Introduction

Persistable is a lightweight framework that helps developers clearly define parametrized programmatic pipelines, and reproducibly generate, persist, and load artifacts using parameter based persisting and loading.

Installation

pip install persistable

Note, this package requires Python 3.9+.

How It Works

Each Persistable object has the following feature:

feature	attribute	type	short note
PAYLOAD	`self.payload`	`Generic`	This is what gets generated, persisted and/or loaded.
PARAMETERS	`self.params`	`PersistableParams`	Parameters that define payload generation (not including parameters from upstream payloads)
PARAMETERS TREE	`self.params_tree`	`dict`	Parameters that define payload generation (including parameters from tracked persistable dependencies)
PAYLOAD NAME	`self.payload_name`	`str`	Name of the payload (defaults to class name).
PAYLOAD IO	`self.payload_io`	`FileIO`	FileIO used to persist and load payload (defaults to a robust PickleFileIO so the user does not have to manage IO unless she chooses to). Cloud FileIOs can also be used to persist/load payloads to/from the cloud!
LOGGER	`self.logger`	`Logger`	A logger

The best way to understand persistable is to see some examples.

Examples

Some of these examples can be interactively tried by loading the corresponding jupyter notebooks in the examples/ folder.

1) Dataset Generation

The following shows a persistable payload of scalars drawn from a Gaussian distribution. As with all persistables, once the payload is generated, parameter based persistence allows it to be automatically reloaded when regeneration is unwanted.

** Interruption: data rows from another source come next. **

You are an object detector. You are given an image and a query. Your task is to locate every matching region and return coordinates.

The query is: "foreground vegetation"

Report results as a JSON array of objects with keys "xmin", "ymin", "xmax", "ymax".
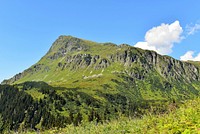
[{"xmin": 14, "ymin": 99, "xmax": 200, "ymax": 134}]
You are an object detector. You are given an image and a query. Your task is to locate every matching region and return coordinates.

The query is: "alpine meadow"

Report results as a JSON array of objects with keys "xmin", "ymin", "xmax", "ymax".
[{"xmin": 0, "ymin": 0, "xmax": 200, "ymax": 134}]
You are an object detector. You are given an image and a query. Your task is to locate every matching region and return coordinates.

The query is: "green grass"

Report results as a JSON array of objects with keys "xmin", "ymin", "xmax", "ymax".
[{"xmin": 21, "ymin": 99, "xmax": 200, "ymax": 134}]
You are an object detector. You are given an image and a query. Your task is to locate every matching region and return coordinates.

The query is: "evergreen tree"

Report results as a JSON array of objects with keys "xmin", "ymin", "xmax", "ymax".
[{"xmin": 0, "ymin": 114, "xmax": 3, "ymax": 133}]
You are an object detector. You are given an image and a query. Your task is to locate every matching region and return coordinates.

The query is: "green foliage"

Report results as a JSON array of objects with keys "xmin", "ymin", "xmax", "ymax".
[
  {"xmin": 25, "ymin": 99, "xmax": 200, "ymax": 134},
  {"xmin": 0, "ymin": 114, "xmax": 4, "ymax": 132}
]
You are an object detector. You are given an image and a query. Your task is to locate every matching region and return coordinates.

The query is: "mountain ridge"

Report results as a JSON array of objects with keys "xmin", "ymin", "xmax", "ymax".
[
  {"xmin": 0, "ymin": 36, "xmax": 200, "ymax": 130},
  {"xmin": 2, "ymin": 36, "xmax": 199, "ymax": 84}
]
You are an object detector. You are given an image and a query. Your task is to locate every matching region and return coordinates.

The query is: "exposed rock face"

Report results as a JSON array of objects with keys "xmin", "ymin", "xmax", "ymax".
[{"xmin": 2, "ymin": 36, "xmax": 200, "ymax": 84}]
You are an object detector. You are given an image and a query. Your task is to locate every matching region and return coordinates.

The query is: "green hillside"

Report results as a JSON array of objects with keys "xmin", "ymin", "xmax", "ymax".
[{"xmin": 0, "ymin": 36, "xmax": 200, "ymax": 130}]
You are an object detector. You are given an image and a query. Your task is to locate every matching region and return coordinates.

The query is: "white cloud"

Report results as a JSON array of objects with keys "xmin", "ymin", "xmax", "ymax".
[
  {"xmin": 186, "ymin": 23, "xmax": 200, "ymax": 35},
  {"xmin": 180, "ymin": 51, "xmax": 200, "ymax": 61},
  {"xmin": 134, "ymin": 21, "xmax": 183, "ymax": 54}
]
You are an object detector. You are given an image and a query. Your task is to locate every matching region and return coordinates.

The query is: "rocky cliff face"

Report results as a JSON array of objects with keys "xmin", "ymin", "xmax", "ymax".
[{"xmin": 2, "ymin": 36, "xmax": 200, "ymax": 84}]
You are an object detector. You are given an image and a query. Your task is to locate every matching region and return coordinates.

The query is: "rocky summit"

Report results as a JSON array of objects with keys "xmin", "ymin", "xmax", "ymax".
[{"xmin": 0, "ymin": 36, "xmax": 200, "ymax": 129}]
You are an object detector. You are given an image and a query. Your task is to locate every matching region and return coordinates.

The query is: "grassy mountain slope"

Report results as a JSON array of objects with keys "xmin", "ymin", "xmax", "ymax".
[{"xmin": 0, "ymin": 36, "xmax": 200, "ymax": 130}]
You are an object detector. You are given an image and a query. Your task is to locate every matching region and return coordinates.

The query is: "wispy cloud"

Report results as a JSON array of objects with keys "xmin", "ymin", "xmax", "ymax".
[
  {"xmin": 180, "ymin": 51, "xmax": 200, "ymax": 61},
  {"xmin": 134, "ymin": 21, "xmax": 183, "ymax": 54},
  {"xmin": 186, "ymin": 23, "xmax": 200, "ymax": 35}
]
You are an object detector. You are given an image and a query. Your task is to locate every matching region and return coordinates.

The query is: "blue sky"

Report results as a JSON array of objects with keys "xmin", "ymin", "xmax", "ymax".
[{"xmin": 0, "ymin": 0, "xmax": 200, "ymax": 81}]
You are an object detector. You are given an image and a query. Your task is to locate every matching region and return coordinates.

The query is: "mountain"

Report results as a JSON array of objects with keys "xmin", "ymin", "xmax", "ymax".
[{"xmin": 0, "ymin": 36, "xmax": 200, "ymax": 129}]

from dataclasses import dataclass
from numpy.typing import NDArray
from pathlib import Path
from persistable import PersistableParams
from persistable import Persistable
from persistable.exceptions import InvalidPayloadError
from typing import Any

import numpy as np


@dataclass
class GaussianDistributedPointsParams(PersistableParams):
    """ Params for GaussianDistributedPointsP.

    Parameters:
        n (int): number of gaussian distributed points.
        random_state (int): random_state for generator.
    """

    n: int
    random_state: int = 100


class GaussianDistributedPointsP(Persistable[NDArray[np.float64], GaussianDistributedPointsParams]):
    """ Persistable payload of Gaussian distributed points.

    """

    def _generate_payload(self, **untracked_payload_params: Any) -> NDArray[np.float64]:
        np.random.seed(self.params.random_state)
        return np.random.random(self.params.n)

    def _validate_payload(self, payload: NDArray[np.float64]) -> None:
        if not isinstance(payload, np.ndarray):
            raise TypeError("Payload must be of type np.ndarray to be valid.")
        if not payload.ndim == 2:
            raise InvalidPayloadError("Payload must be a 1-D array.")
        if len_ := len(payload) != self.params.n:
            raise InvalidPayloadError(f"Payload expected to have length {self.params.n} (len(payload)={len_})")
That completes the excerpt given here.